Dados da pesquisa TIC Educação 2025 mostram que apenas 37% das escolas permitem que estudantes utilizem ferramentas de inteligência artificial em atividades educacionais. O percentual é maior entre escolas estaduais e menor entre instituições particulares.
Outro dado chama atenção: somente 22% dos gestores entrevistados afirmaram que suas escolas já possuem um guia de orientação sobre o uso de inteligência artificial pelos alunos.
Isso revela um dos principais desafios atuais da educação: não se trata mais de simplesmente decidir se o aluno pode ou não usar IA. É preciso ensinar como utilizar a ferramenta sem transformar a tecnologia em substituta do aprendizado.
IA pode ajudar, mas também pode atrapalhar
Uma ferramenta de inteligência artificial pode auxiliar um estudante a compreender determinado assunto, encontrar novas formas de estudar ou organizar uma pesquisa.
Mas existe uma diferença importante entre usar a tecnologia para aprender e simplesmente entregar à ferramenta uma tarefa que deveria ser realizada pelo próprio aluno.
Uma pesquisa recente envolvendo cerca de 25 mil estudantes encontrou queda no desempenho em avaliações entre alunos que utilizaram IA de determinadas maneiras, levantando novamente o debate sobre os efeitos da tecnologia sobre o processo de aprendizagem.
O desafio, portanto, não é simplesmente proibir.
A escola precisa preparar o aluno para o mundo digital
A própria pesquisa TIC Educação mostra que as escolas estão ampliando o debate sobre educação midiática.

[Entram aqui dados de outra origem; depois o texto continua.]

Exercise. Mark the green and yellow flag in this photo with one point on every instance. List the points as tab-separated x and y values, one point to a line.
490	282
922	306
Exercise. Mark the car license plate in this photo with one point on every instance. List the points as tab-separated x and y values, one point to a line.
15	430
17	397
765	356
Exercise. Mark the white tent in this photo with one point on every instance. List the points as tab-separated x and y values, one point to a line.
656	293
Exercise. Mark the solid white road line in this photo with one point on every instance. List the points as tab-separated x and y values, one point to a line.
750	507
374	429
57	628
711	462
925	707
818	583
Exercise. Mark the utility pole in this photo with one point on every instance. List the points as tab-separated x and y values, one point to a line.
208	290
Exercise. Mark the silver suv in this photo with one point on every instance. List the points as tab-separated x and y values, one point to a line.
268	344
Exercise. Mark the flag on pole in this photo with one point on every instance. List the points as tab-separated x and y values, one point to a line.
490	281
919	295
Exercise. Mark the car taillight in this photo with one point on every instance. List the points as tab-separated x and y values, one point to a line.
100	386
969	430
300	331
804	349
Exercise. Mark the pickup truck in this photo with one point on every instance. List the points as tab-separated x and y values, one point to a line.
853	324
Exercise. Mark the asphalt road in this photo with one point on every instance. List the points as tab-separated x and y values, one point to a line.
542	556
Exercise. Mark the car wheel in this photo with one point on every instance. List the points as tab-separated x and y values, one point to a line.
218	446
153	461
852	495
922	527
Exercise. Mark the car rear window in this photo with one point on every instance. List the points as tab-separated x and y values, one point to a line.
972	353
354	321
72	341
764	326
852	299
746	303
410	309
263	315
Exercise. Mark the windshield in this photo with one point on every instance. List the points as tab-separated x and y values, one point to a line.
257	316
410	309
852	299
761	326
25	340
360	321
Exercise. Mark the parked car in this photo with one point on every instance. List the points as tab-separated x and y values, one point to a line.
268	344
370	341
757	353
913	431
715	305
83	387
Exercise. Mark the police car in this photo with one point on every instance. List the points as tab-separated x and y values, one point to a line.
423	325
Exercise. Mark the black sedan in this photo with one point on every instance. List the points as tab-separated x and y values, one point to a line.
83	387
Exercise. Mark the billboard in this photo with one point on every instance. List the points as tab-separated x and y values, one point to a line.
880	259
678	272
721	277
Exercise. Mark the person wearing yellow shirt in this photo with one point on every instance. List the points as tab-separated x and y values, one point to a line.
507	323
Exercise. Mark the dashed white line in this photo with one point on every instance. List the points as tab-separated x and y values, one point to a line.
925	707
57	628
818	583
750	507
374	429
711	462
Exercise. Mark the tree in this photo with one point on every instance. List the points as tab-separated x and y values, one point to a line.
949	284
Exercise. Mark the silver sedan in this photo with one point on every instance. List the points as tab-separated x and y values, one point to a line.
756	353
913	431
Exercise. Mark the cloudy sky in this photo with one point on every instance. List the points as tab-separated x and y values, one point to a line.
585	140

Cerca de 65% realizaram projetos relacionados ao uso crítico e consciente das mídias e tecnologias digitais.
Ainda há, porém, obstáculos como falta de materiais, tempo e participação das famílias.
Para especialistas, o caminho passa por ensinar o estudante a questionar as respostas produzidas pela IA, verificar informações e desenvolver seu próprio raciocínio.
No Distrito Federal, o debate também merece atenção. Afinal, estudantes da rede pública e particular já têm contato com essas ferramentas, independentemente de a escola ter ou não uma política formal sobre o assunto.
A pergunta que fica é simples: se a inteligência artificial já chegou às mãos dos estudantes, a escola está preparada para ensinar como utilizá-la de maneira responsável?